Rsk-1 Inhibitors

Ro 31-8220 is a selective inhibitor of Rsk-1, a serine/threonine kinase involved in various signaling pathways. It disrupts the phosphorylation of target substrates, thereby modulating downstream effects on cell growth and survival. The compound exhibits unique binding interactions that stabilize the inactive conformation of Rsk-1, influencing its catalytic activity. Its kinetic profile reveals a competitive inhibition mechanism, highlighting its specificity and potency in disrupting kinase-mediated signaling cascades.

Fasudil, Monohydrochloride Salt acts as a potent inhibitor of Rsk-1, engaging in specific molecular interactions that alter the enzyme's conformation. This compound exhibits a unique ability to interfere with the ATP-binding site, effectively hindering the phosphorylation process. Its reaction kinetics suggest a non-competitive inhibition model, allowing for a nuanced modulation of kinase activity. The compound's solubility and stability in various environments further enhance its interaction dynamics within cellular pathways.

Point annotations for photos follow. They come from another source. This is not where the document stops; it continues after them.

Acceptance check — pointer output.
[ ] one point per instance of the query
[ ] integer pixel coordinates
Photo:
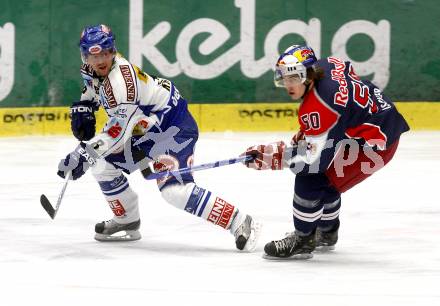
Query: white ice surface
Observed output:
(388, 253)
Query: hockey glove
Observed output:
(83, 122)
(268, 156)
(77, 161)
(297, 138)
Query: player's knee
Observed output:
(177, 194)
(104, 171)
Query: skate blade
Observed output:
(119, 236)
(324, 248)
(251, 244)
(293, 257)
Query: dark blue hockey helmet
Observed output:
(95, 39)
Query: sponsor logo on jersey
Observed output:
(116, 207)
(129, 83)
(108, 91)
(341, 96)
(221, 213)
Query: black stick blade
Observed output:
(47, 206)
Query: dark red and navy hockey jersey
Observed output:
(342, 106)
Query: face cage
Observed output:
(292, 77)
(84, 56)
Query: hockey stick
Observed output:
(216, 164)
(45, 201)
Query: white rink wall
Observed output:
(388, 253)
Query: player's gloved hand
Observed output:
(268, 156)
(77, 161)
(297, 138)
(83, 122)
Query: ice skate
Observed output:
(112, 231)
(247, 234)
(291, 247)
(325, 241)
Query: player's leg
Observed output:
(181, 191)
(122, 200)
(367, 162)
(328, 225)
(211, 207)
(307, 212)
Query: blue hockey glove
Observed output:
(77, 161)
(83, 122)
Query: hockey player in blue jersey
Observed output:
(348, 131)
(148, 124)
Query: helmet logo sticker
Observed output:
(95, 49)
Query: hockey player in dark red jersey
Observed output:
(348, 131)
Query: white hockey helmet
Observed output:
(292, 65)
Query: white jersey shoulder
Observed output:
(125, 84)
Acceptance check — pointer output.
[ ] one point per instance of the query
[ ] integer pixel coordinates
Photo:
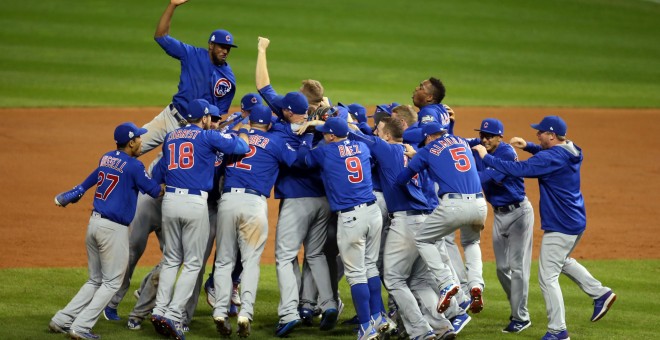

Ageladine A, TFA selectively targets Rsk-1 through a unique binding mechanism that stabilizes an inactive conformation of the kinase. This compound exhibits a distinct affinity for the enzyme's regulatory domain, disrupting its interaction with upstream signaling molecules. The kinetics of Ageladine A reveal a mixed inhibition pattern, allowing for both competitive and non-competitive effects on substrate phosphorylation. Its robust solubility profile facilitates effective cellular uptake, enhancing its modulatory potential in signaling cascades.

A synthetic compound targeting RSK-1 and RSK-2 by binding to their N-terminal kinase domain.

BI-D1870 is a selective inhibitor of Rsk-1 that operates through a unique allosteric modulation mechanism, altering the enzyme's conformational dynamics. This compound preferentially binds to the kinase's active site, preventing substrate access and effectively blocking phosphorylation events. Its interaction with the enzyme is characterized by a rapid association and slower dissociation, indicating a high affinity. Additionally, BI-D1870 demonstrates favorable physicochemical properties, enhancing its stability in various environments.

BRD 7389 is a potent inhibitor of Rsk-1, distinguished by its ability to disrupt the enzyme's catalytic activity through competitive binding at the ATP site. This compound exhibits a unique kinetic profile, with a fast on-rate and a prolonged off-rate, suggesting a strong interaction with the enzyme. Its structural features facilitate specific hydrogen bonding and hydrophobic interactions, enhancing selectivity. Furthermore, BRD 7389's solubility characteristics allow for effective engagement in diverse biochemical assays.

Originally a PKCβ inhibitor, it also inhibits RSK-1 among other kinases.

Known as an mTOR inhibitor, it has also been reported to inhibit RSK-1 and RSK-2.

A reversible and ATP-competitive inhibitor of RSK-1 and RSK-2, used in research.